At Future of Fintech 2018, Vlad Tenev talked about legacy brokerages, cryptocurrency trading, and new products, as the commission-free trading platform focuses on building its customer base.
2018 was a big year for Robinhood. The trading app crossed 4 million users, saw its valuation grow fourfold to $5.6B, and added cryptocurrency trading.
What is Robinhood offering that traditional brokerages aren’t?
The most important differentiator is price.
“If you’re buying 1,000 shares of Apple, that’s a $200,000 transaction,” said Vlad Tenev speaking with Fortune’s Jen Wieczner’s at CB Insights’ Future of Fintech 2018 conference. At that transaction level, “maybe a $4.95 trade commission is not super relevant.
“But very few people make $200,000 trading transactions in 1 go.”
For Robinhood, the bread and butter has always been the mass market and the mass market can’t afford to make $200K transactions like that.
Robinhood offers commission-free trading, which makes it the entry point for a much younger investment demographic than traditional brokerages.
When the company first launched its zero-commission stock trading app in 2015, the business model surprised the industry. The startup targeted a younger demographic. Its median customer age is 28.
While that’s a very different profile then the traditional brokerage, Tenev believes Robinhood’s model is likely to bring overall commissions down across the industry.

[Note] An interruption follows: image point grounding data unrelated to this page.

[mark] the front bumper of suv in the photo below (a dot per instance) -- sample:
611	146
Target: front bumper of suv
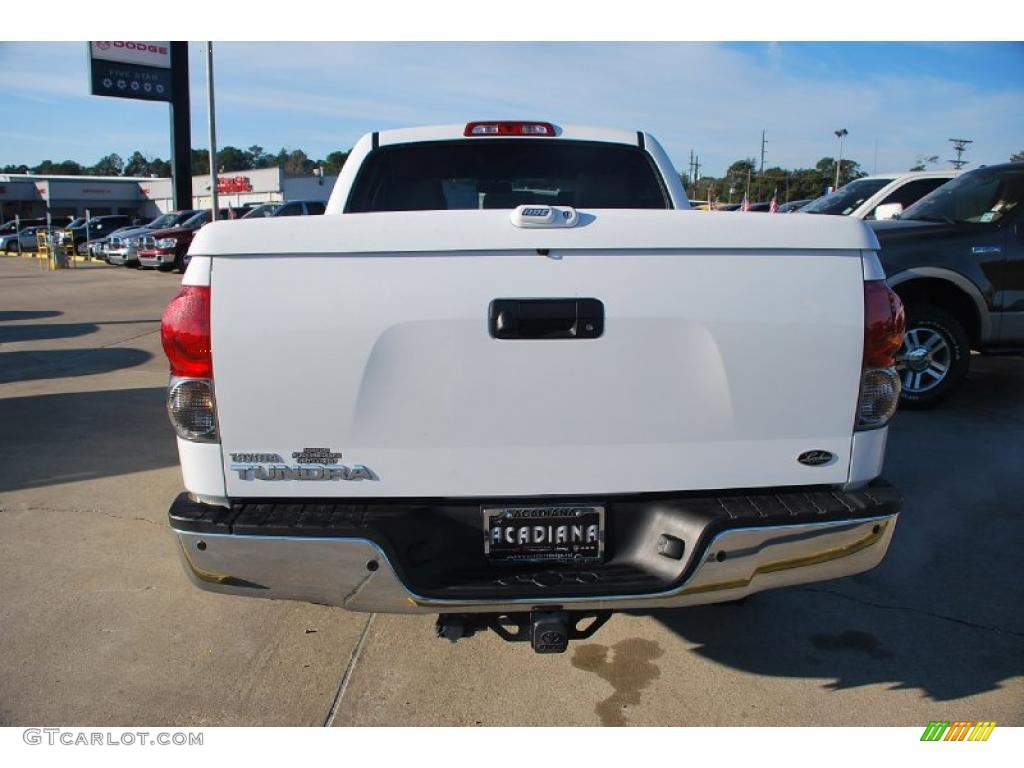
402	557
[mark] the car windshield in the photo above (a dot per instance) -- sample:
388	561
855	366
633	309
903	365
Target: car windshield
263	211
167	219
506	173
981	197
197	220
846	200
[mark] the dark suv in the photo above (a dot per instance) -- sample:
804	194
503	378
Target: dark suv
81	232
956	260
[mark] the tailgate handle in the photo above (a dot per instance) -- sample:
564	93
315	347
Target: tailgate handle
546	318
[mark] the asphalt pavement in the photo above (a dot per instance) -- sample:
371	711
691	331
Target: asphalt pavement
98	626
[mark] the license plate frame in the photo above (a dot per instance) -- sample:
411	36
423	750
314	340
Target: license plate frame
546	546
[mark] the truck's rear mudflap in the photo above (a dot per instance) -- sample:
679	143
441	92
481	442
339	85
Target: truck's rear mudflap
659	550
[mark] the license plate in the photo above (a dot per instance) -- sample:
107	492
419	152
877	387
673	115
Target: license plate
563	534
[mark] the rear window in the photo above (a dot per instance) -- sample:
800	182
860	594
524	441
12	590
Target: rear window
504	174
848	199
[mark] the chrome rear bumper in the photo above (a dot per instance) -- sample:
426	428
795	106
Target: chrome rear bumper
356	572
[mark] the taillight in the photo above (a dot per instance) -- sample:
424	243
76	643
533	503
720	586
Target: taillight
884	327
509	128
184	331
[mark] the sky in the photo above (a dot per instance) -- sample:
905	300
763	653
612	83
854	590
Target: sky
899	101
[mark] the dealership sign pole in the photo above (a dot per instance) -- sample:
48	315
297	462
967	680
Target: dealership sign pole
213	131
151	72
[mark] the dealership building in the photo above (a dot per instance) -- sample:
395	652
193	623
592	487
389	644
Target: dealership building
62	197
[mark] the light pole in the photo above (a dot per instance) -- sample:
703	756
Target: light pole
841	133
213	131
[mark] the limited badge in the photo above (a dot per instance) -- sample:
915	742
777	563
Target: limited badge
816	458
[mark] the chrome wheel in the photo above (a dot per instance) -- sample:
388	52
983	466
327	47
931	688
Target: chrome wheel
924	359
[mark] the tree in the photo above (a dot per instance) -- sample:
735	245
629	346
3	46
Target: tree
64	168
297	164
923	162
258	158
160	167
137	165
109	165
334	163
232	159
849	171
200	162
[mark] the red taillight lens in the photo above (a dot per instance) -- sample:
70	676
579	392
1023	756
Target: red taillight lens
184	331
509	128
884	325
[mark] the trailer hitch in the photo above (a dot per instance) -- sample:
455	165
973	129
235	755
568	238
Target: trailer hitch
547	631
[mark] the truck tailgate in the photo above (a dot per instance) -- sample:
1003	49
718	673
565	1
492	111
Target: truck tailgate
721	359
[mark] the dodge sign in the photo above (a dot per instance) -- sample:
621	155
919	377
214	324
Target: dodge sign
131	69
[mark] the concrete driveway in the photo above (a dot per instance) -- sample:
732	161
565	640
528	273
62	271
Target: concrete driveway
98	626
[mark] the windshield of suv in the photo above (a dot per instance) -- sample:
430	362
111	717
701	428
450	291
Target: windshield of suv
981	197
163	221
196	221
263	211
847	199
506	173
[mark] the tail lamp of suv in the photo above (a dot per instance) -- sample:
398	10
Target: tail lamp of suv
884	327
184	332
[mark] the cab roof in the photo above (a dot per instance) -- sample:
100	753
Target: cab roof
457	130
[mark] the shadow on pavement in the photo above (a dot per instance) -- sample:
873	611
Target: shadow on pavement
10	334
57	364
941	613
16	314
55	438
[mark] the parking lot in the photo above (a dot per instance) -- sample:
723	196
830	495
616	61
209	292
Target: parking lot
99	626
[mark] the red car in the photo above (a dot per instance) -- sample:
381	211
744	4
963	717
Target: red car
168	249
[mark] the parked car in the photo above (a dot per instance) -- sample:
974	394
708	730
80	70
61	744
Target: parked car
793	206
955	258
9	227
28	238
517	393
881	197
122	249
263	210
82	231
168	249
291	208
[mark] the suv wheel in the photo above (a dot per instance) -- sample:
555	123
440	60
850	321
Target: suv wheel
934	358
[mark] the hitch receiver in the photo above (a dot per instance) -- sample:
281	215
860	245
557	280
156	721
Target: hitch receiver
547	631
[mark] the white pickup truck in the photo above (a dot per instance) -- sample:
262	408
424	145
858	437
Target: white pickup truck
509	379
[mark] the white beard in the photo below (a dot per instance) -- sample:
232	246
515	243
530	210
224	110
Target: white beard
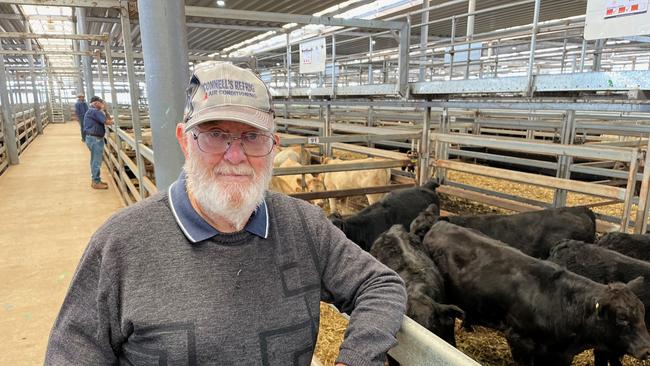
234	202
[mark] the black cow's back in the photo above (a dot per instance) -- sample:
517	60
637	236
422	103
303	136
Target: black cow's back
535	232
399	207
633	245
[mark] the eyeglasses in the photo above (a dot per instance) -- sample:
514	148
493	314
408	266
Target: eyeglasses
254	144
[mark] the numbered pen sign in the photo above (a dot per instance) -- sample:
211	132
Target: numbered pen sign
312	56
616	19
618	8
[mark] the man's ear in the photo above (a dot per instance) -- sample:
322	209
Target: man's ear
181	137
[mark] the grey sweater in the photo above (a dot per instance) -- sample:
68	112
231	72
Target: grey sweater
145	295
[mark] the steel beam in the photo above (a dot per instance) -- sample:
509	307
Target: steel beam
37	109
40	52
232	14
23	35
9	127
77	3
166	66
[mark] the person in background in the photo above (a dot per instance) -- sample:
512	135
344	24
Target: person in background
217	269
94	128
80	109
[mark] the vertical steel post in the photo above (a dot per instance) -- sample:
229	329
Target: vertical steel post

“The industry’s not going to stay still. We’re assuming everyone’s going to try to compete on price,” said Tenev.
When that happens, the biggest challenge for brokerages will be efficiency.
“What we’ve effectively done … is compress the margin … and we’re making up for that in number of customers and efficiency.”
Robinhood operates at a much lower margin than legacy brokerages and is focused on volume, efficiency, and technology to compete with a commission-free business model.
Traditional brokerages are “not really technology companies.”
Not a lot of highly talented engineering or product-focused people working at big tech companies would want to move to discount brokerages or banks, said Tenev.
“Legacy players will have to figure out how to attract the best talent.”